To form the beads, the 3 wt% chitosan solution was added dropwise (at a rate of roughly 30 drops/min) through a 20-gauge syringe needle into gently agitated solutions of either 0.1 M of NaOH, 1 wt% TPP, 1 wt% NaC10, 1 wt% NaC12 or 1 wt% SDS. All solutions were stored at 30 °C prior to bead preparation to maintain their temperature above the Krafft point of the least soluble surfactant (NaC12 [41]) and ensure that all of the gelling agents remained soluble prior to the chitosan addition. The volume ratio between the receiving (NaOH, TPP, NaC10, NaC12 or SDS) solutions and the chitosan solution was maintained above 10:1 throughout the dropwise addition process, which in the case of ionically associating TPP, NaC10, NaC12 and SDS, kept the gelling agent:chitosan charge ratios above 1.7:1, 3.1:1, 2.7:1 and 2.1:1, respectively (i.e., the anionic gelling agent was always in excess). Once the beads were formed, the resulting mixtures were stored in a 30 °C water bath for at least 24 h (until the beads were separated from their surrounding solvent for further analysis).
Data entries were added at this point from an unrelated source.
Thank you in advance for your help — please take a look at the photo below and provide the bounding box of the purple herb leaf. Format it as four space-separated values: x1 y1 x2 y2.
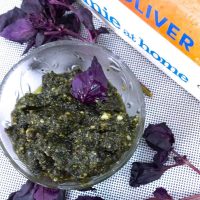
21 0 44 14
72 57 108 103
48 0 76 6
153 151 169 166
0 7 26 32
89 27 109 42
0 19 36 43
8 180 65 200
59 13 81 33
23 38 35 55
153 187 173 200
129 162 164 187
33 185 65 200
129 162 183 187
181 194 200 200
76 196 104 200
35 32 46 47
75 8 95 31
79 187 97 192
147 187 173 200
143 123 175 151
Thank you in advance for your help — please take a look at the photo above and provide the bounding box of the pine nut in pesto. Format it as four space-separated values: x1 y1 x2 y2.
6 70 138 183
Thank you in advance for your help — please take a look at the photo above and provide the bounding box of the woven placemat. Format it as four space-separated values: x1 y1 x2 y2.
0 0 200 200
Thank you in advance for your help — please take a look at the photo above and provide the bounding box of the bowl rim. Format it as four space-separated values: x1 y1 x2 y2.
0 40 146 190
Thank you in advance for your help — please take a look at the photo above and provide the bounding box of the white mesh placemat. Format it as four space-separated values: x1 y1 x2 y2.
0 0 200 200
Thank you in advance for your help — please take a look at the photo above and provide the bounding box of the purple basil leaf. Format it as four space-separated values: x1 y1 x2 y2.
0 7 26 32
35 32 45 47
48 0 76 5
7 181 34 200
59 13 81 33
33 184 65 200
174 156 187 165
129 162 165 187
76 196 104 200
79 187 97 192
23 38 35 55
8 180 65 200
153 187 173 200
72 57 108 103
75 8 95 31
89 27 109 41
21 0 43 14
129 162 182 187
0 19 36 43
181 194 200 200
143 123 175 151
153 151 169 166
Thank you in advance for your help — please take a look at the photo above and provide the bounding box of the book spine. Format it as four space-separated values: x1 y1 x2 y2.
81 0 200 100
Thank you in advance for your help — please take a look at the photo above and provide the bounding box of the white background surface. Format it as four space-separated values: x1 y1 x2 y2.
0 0 200 200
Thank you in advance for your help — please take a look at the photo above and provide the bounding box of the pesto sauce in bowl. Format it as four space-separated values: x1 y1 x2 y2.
6 70 138 183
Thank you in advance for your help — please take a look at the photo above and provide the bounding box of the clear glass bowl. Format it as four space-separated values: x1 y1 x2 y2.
0 41 145 190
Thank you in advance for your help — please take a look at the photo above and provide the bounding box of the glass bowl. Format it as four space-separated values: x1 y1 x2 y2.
0 41 145 190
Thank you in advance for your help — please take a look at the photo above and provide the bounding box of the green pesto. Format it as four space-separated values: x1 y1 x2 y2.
6 70 138 183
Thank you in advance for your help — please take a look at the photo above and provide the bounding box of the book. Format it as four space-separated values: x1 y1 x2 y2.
81 0 200 100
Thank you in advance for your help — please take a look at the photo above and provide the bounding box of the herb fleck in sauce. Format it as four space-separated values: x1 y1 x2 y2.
6 70 138 182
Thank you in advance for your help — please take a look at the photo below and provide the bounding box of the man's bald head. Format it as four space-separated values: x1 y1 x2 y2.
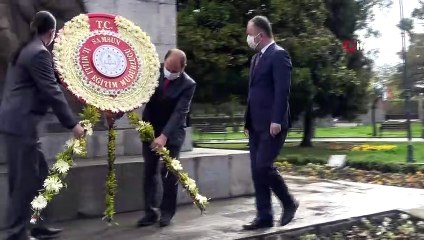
164 48 187 73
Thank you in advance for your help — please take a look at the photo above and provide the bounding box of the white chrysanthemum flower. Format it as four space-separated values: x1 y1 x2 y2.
171 159 183 171
31 195 47 211
84 123 93 136
196 194 208 205
72 139 84 155
29 217 37 224
65 138 75 148
43 176 63 193
53 160 71 174
186 178 196 191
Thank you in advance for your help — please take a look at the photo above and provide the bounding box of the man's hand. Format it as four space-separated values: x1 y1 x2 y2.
150 134 168 150
72 123 85 138
269 123 281 137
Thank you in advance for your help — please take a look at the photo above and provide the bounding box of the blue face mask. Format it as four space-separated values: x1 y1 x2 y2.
163 68 181 80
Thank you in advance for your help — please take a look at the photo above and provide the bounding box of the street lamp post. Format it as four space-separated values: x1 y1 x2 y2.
399 0 414 163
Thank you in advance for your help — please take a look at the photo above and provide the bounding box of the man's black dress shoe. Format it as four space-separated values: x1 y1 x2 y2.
137 216 158 227
280 201 299 226
31 227 63 239
159 218 171 227
243 219 274 230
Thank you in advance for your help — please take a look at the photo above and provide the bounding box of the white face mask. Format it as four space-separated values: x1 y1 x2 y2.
246 33 261 50
163 67 181 81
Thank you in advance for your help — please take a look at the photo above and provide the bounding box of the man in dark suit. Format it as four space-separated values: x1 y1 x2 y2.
0 11 84 240
137 49 196 227
243 16 298 230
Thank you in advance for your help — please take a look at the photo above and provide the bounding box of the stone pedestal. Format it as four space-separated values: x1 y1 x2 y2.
0 149 254 229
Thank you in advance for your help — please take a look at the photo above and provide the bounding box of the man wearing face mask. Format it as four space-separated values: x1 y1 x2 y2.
137 49 196 227
0 11 85 240
243 16 299 230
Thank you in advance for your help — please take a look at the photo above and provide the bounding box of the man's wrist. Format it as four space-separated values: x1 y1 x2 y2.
159 133 168 140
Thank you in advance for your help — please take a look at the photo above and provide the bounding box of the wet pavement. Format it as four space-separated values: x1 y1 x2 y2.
0 177 424 240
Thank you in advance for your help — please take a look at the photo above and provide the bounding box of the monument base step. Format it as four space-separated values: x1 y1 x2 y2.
0 148 253 228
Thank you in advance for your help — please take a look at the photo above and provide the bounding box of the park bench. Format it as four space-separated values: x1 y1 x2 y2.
199 124 228 140
380 121 407 136
289 127 303 133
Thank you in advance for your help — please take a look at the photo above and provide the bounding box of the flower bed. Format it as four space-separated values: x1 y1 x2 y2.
244 210 424 240
276 162 424 188
298 214 424 240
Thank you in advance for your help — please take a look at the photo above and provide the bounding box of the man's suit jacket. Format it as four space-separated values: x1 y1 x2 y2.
0 37 77 137
245 43 292 131
143 67 196 146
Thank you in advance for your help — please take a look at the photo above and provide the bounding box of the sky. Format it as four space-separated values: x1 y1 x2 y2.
360 0 424 68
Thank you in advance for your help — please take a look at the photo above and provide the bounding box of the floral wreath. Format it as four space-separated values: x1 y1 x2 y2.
31 13 208 223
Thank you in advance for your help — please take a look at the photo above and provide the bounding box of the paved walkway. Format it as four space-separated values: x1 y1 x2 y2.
0 177 424 240
195 138 424 144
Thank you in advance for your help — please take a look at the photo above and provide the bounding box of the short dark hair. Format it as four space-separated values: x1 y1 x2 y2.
11 11 56 65
250 16 273 38
165 48 187 68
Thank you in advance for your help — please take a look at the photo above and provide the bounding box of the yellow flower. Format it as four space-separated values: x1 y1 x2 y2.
171 159 183 171
43 176 63 193
195 194 208 205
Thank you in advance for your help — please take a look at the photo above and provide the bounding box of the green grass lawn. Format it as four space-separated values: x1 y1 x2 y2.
193 123 422 140
198 143 424 163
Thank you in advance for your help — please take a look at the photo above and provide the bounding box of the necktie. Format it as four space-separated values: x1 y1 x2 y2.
163 78 171 95
253 52 262 70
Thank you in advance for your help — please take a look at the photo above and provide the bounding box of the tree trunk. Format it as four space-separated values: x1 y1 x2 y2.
371 98 379 137
300 103 314 147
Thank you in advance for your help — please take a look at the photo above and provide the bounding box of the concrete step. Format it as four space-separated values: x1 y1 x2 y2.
0 149 253 228
36 128 193 163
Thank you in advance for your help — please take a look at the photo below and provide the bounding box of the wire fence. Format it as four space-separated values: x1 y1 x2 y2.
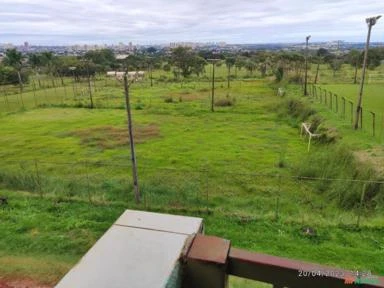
0 75 228 112
0 159 384 226
309 84 384 141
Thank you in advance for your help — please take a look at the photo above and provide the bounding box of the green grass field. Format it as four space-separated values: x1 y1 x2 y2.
0 74 384 287
322 83 384 116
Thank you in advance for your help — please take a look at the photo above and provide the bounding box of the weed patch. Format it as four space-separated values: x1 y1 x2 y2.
67 124 160 149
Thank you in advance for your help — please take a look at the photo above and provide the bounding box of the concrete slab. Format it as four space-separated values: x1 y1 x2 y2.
56 210 202 288
115 210 202 235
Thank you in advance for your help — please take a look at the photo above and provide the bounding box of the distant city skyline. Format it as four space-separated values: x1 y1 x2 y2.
0 0 384 45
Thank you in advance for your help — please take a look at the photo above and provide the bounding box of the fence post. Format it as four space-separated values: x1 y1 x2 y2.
275 175 281 221
84 161 92 203
324 89 328 106
360 106 363 130
43 85 49 103
35 159 43 198
356 183 366 228
369 111 376 137
329 92 333 111
32 80 37 107
334 94 339 113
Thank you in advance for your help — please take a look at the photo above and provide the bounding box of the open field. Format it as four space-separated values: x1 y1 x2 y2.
322 84 384 115
0 76 384 287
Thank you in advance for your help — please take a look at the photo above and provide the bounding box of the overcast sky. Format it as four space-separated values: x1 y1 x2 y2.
0 0 384 45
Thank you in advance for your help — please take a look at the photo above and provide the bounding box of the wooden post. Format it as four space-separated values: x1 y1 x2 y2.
32 80 37 107
356 183 367 228
329 92 333 110
369 111 376 137
334 94 339 113
360 106 363 129
124 73 141 204
354 16 381 130
324 89 328 106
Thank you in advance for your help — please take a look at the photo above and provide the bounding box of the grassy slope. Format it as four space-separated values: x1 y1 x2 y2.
0 78 384 281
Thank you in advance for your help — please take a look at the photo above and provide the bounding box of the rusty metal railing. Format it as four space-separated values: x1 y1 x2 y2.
184 235 384 288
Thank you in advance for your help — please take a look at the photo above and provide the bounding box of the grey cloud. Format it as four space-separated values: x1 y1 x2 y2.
0 0 384 44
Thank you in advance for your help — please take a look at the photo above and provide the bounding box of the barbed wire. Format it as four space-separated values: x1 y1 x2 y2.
3 159 384 184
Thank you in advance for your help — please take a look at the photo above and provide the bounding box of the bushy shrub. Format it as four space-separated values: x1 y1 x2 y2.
285 98 316 121
164 96 173 103
215 98 233 107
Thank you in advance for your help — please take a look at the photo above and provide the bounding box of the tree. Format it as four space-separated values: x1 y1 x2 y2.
225 57 236 89
245 59 257 76
84 49 117 71
235 56 247 77
347 49 363 84
3 48 24 92
313 48 329 84
171 46 204 78
329 58 343 77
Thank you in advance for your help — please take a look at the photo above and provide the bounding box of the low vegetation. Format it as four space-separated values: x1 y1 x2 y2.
0 51 384 287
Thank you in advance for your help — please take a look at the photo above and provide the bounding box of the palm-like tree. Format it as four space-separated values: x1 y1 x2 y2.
225 57 236 88
3 48 24 92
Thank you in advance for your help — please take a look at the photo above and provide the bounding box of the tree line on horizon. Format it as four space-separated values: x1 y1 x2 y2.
0 46 384 89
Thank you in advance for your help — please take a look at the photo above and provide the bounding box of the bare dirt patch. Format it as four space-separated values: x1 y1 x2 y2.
67 124 160 149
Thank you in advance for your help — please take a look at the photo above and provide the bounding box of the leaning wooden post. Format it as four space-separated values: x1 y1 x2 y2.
124 73 141 204
334 94 339 113
329 91 333 111
369 111 376 137
324 89 328 106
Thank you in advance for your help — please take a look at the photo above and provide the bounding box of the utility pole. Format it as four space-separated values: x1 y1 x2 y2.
207 59 220 112
304 35 311 96
69 66 77 99
354 15 381 130
81 59 93 109
124 73 141 204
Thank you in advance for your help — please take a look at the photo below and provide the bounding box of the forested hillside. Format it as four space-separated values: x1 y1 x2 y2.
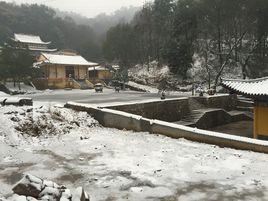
56 6 140 42
0 2 102 61
103 0 268 83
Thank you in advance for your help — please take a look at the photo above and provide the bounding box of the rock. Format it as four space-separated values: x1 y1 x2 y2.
72 187 90 201
8 194 27 201
27 196 37 201
61 189 72 200
60 197 70 201
39 187 61 200
43 180 55 188
12 174 42 198
38 195 58 201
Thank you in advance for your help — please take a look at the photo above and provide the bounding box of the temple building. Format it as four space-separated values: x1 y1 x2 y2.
221 77 268 138
34 51 98 89
88 66 114 82
11 33 57 56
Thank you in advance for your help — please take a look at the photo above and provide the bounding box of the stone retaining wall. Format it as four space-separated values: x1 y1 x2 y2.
65 102 268 153
107 98 190 122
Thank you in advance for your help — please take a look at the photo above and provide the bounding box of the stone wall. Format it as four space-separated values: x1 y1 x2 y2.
65 103 268 153
105 98 190 122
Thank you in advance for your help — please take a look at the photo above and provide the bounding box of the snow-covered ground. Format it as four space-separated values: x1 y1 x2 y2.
5 82 41 94
0 104 268 201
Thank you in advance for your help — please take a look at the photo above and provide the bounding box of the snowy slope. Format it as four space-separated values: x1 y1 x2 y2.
0 105 268 201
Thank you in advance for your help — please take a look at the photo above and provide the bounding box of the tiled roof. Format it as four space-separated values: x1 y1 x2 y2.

4.3. Dissolution Experiments

To test their dissolution stability, chitosan beads (one per each trial) were equilibrated at room temperature in an excess of 10 mM NaCl solution pH adjusted to 1.2, 2.0, 3.0, 4.0 or 5.0 using HCl. Dissolution was considered complete when no visible material remained in the dissolution medium. To prepare the beads for dissolution, they were removed from the solutions in which they were formed and rinsed with 5–8 mL of water before being placed into 1 L of dissolution medium. Dissolution experiments were then performed by allowing one bead to dissolve in a 1 L Pyrex Vista beaker, agitated with a 5/16” octagonal stir bar at 500 rpm. Besides recording the times required for the beads to fully dissolve, evolutions in their size and morphology during dissolution were tracked by periodically imaging them with a Leica EZ4 D (Buffalo Grove, IL, USA) digital stereomicroscope. During each imaging step, the beads were removed from the dissolution medium using a wire mesh, and imaged after removing the surface water with a VWR (West Chester, PA, USA) light duty tissue wiper. The imaged beads were then returned to the dissolution media. For experiments lasting longer than 24 h, the dissolution medium was replaced daily. Each dissolution experiment was reproduced six times.